Instantly, when he closed the door after her, Mead turned to Hawley.
"There's something wrong with this confounded mask," said he. "This strap-thing that goes round my head must be too tight. I've been mad with it the last half hour. How do I look?" he asked genially as he took it off, and proceeded to tamper with the buckles and elastic. "Howling Jupiter!" he cried a moment later, "I've busted it."

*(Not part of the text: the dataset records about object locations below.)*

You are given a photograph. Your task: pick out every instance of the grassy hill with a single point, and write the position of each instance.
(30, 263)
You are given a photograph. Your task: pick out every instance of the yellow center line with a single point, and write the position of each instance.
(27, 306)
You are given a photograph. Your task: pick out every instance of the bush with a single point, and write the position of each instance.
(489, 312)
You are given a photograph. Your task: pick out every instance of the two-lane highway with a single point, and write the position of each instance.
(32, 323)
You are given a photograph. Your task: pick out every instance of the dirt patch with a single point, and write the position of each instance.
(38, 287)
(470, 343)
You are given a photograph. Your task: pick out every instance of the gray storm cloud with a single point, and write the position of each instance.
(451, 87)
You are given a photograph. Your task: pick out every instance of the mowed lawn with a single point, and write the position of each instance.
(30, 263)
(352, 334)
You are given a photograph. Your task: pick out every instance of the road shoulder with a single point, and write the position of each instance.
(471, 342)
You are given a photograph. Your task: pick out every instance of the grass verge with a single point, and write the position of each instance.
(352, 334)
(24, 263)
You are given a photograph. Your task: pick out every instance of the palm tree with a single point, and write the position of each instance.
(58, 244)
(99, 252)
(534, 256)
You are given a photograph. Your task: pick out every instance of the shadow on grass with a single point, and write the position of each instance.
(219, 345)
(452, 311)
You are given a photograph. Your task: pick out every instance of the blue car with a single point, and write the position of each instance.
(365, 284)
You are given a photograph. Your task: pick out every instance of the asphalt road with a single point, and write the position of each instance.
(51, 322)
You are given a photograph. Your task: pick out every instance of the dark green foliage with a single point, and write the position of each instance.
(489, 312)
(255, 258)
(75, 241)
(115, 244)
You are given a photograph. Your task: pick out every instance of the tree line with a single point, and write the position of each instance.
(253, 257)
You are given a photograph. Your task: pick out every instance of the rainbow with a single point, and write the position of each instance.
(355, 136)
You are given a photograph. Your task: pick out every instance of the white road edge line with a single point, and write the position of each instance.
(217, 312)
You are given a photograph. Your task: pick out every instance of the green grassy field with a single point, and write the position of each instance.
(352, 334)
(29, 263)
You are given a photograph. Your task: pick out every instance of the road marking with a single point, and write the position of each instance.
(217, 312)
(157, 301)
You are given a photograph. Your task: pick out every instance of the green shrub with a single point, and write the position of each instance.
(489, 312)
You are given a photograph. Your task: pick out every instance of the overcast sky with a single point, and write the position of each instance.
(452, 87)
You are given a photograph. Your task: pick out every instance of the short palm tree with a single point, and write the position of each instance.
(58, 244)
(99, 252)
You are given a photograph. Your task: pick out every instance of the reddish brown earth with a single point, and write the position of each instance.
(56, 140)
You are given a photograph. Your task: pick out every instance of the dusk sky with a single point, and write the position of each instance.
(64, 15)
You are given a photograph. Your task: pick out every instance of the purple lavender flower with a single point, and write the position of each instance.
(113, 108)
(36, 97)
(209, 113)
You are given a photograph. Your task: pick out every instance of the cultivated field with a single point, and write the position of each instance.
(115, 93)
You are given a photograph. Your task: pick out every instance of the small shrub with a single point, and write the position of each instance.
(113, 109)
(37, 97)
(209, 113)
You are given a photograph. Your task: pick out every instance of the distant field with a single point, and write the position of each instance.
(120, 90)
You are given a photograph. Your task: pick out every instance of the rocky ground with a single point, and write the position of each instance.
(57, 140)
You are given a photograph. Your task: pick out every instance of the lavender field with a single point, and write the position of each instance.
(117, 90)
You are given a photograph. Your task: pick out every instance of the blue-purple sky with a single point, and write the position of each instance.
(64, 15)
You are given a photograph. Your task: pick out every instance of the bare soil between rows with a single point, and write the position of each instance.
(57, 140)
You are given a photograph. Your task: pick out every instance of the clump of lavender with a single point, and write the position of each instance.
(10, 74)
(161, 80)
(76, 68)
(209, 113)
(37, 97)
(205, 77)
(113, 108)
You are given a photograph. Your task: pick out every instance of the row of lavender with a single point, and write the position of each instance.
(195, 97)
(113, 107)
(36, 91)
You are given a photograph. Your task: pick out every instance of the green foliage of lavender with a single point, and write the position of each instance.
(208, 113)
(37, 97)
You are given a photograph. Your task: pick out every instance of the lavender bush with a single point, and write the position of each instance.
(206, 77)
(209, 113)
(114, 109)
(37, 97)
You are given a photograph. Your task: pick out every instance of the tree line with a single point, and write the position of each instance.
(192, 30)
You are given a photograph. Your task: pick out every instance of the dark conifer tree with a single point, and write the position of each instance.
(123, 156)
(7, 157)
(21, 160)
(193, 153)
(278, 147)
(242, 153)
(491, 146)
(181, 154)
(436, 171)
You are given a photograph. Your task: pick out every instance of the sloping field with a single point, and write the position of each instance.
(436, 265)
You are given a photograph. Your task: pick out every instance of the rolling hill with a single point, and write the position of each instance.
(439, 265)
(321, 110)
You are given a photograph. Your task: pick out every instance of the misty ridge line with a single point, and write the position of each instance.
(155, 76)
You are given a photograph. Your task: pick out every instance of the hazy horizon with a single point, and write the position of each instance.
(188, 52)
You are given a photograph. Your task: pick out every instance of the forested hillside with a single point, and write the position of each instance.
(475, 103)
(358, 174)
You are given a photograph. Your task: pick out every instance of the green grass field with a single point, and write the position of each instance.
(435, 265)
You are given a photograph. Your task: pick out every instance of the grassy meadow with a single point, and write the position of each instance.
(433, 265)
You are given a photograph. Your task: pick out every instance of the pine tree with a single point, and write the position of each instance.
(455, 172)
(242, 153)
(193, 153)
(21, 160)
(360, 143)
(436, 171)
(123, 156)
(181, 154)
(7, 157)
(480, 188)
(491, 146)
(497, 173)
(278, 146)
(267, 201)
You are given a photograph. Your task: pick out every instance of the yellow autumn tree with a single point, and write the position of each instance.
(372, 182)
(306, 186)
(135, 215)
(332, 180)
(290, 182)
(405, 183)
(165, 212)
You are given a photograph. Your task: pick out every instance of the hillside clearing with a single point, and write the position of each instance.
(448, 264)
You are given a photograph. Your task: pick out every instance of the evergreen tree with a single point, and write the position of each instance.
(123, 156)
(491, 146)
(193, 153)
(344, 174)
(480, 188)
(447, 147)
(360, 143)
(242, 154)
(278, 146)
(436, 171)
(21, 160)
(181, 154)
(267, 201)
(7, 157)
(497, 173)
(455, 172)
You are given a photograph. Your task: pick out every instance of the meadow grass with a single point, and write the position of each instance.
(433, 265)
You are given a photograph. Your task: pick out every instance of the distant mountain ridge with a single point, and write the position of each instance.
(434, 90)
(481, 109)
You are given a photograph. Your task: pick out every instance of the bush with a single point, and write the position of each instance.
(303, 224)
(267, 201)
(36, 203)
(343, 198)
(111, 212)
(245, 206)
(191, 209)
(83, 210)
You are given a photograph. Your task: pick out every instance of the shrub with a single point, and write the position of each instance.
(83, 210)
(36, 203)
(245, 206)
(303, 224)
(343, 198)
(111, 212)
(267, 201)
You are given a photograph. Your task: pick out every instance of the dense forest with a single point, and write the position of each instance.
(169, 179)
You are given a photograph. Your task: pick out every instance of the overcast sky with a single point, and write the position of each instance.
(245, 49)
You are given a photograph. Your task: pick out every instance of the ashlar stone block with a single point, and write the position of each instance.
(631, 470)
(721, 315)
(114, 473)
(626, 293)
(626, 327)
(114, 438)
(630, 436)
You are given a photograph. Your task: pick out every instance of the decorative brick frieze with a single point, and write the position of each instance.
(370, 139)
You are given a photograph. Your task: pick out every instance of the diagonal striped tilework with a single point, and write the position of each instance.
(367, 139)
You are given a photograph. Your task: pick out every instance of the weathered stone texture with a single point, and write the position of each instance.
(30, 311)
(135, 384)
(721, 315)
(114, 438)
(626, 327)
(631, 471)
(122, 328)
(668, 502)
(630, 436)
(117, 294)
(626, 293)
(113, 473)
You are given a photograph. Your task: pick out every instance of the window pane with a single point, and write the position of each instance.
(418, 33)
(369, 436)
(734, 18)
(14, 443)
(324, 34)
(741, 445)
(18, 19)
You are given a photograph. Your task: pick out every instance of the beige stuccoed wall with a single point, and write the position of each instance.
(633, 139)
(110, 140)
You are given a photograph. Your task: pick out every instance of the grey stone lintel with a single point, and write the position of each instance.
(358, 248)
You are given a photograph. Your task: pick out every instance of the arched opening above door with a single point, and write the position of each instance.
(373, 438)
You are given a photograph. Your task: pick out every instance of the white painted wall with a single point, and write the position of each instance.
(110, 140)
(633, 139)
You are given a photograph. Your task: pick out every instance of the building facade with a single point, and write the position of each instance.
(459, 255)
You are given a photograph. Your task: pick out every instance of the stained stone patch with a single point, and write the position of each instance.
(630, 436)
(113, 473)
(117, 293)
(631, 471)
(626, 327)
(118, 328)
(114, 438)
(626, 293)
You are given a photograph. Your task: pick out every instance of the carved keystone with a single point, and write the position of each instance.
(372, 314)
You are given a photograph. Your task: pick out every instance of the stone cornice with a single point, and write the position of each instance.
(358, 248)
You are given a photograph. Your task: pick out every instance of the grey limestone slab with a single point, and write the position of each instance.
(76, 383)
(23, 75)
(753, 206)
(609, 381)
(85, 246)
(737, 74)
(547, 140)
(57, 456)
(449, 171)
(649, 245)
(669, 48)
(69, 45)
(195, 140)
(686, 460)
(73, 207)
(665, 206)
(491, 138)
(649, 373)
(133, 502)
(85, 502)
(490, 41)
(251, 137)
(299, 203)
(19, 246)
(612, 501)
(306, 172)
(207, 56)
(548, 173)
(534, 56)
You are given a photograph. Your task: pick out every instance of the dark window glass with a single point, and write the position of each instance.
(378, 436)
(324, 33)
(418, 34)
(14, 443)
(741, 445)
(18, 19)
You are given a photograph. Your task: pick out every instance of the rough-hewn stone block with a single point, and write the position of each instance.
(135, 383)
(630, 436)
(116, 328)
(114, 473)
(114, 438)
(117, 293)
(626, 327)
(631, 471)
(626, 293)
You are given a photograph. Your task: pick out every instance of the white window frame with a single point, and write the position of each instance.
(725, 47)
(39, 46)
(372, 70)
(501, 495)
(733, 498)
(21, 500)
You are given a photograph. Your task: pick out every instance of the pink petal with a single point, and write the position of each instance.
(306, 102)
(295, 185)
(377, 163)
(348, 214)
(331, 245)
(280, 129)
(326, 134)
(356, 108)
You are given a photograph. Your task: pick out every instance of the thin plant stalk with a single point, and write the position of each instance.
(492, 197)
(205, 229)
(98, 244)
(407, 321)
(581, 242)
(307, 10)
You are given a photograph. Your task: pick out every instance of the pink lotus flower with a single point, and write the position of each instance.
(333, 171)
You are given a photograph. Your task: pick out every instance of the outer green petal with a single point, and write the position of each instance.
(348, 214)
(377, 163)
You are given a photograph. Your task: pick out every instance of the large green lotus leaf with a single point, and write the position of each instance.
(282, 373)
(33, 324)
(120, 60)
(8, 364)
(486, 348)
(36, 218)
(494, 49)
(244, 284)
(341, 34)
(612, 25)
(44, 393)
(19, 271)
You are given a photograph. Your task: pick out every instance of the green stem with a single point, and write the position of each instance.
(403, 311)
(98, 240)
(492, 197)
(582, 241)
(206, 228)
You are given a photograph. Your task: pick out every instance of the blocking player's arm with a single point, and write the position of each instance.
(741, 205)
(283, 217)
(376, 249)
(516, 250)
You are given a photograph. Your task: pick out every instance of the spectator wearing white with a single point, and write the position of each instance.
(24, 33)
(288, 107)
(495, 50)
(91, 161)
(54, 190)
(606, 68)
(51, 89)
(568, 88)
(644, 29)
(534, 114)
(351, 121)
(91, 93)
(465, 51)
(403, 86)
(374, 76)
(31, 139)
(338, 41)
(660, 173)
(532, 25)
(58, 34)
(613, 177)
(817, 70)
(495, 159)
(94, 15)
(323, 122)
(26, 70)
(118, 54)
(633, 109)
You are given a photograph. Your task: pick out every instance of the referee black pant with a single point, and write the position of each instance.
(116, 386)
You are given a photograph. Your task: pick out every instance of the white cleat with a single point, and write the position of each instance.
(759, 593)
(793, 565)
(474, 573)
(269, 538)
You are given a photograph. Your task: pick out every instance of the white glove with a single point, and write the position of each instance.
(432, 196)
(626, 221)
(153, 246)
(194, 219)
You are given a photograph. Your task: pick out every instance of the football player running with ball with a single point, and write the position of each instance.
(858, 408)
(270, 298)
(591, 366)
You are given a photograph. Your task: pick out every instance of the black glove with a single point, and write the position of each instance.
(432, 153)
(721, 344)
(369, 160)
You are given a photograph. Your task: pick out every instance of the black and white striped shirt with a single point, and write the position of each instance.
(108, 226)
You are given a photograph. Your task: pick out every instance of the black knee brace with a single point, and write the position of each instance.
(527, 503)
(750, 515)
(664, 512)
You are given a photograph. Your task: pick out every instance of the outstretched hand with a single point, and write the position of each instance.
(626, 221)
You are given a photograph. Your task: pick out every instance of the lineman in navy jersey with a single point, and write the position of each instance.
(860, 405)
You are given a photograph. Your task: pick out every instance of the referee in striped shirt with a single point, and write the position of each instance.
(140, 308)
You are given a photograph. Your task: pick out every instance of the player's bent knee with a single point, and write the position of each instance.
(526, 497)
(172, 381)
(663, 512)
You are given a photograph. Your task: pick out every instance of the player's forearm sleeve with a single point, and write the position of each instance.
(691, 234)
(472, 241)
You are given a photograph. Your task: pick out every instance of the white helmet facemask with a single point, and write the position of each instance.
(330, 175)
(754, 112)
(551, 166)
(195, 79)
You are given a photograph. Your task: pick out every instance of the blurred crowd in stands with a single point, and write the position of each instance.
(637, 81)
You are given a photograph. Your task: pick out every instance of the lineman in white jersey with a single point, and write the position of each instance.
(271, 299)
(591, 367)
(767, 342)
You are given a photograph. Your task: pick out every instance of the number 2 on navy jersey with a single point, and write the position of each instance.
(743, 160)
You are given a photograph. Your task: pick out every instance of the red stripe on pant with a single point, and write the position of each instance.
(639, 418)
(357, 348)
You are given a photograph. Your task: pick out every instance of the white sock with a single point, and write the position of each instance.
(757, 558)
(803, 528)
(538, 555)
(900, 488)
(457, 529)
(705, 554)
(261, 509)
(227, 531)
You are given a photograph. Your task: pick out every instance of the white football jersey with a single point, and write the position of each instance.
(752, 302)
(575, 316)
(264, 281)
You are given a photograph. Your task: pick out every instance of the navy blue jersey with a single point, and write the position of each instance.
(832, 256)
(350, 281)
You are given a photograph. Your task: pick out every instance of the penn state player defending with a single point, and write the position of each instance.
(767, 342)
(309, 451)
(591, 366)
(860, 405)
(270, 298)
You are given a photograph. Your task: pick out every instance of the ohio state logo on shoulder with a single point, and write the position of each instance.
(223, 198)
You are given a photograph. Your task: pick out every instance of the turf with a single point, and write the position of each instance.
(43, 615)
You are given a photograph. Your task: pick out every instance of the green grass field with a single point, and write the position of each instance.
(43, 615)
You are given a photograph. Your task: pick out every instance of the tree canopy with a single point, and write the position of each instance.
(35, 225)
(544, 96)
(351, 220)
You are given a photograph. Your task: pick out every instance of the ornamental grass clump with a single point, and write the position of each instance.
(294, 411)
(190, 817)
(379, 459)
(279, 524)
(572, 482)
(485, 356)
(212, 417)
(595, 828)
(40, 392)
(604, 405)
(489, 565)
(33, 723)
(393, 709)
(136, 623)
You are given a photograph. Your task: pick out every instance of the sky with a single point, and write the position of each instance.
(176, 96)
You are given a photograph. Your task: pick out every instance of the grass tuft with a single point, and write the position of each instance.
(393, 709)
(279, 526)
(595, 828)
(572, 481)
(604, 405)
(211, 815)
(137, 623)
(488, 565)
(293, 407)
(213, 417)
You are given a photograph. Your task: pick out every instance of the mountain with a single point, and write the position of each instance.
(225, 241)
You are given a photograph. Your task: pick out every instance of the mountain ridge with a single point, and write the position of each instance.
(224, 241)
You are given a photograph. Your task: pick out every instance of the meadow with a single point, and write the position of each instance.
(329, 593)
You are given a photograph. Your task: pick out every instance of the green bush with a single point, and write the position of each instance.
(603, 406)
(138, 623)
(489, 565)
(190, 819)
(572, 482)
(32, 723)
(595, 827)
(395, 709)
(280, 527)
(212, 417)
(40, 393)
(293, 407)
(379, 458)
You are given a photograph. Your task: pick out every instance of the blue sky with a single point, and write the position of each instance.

As the two friends stood and stared at one another aghast, they heard the click of Patty's returning heels, and Mead, abandoning dignity, courage--everything except the broken mask--dived into Miss Perry's maiden bower.
Mrs. Hawley watched this procedure with wide and fascinated eyes. No ripple shook the walls of the bower. No sound proceeded from it as the moments flew. Then Patty fell away into helpless laughter and wept tears of shocked and sudden mirth into the now useless motor veil.
"Patty!" remonstrated her husband, but she laughed helplessly on. "At least come out into the hall and laugh there," he urged, "the poor chap will hear you." And when he had followed her and listened to her shaken whisper, he broke into such a shout as forced the indignant and outraged Kate into a shudder of protest and disgust.
Instantly Mead threw an arm past the table's single central support and grasped a handful of silk chiffon and two fingers.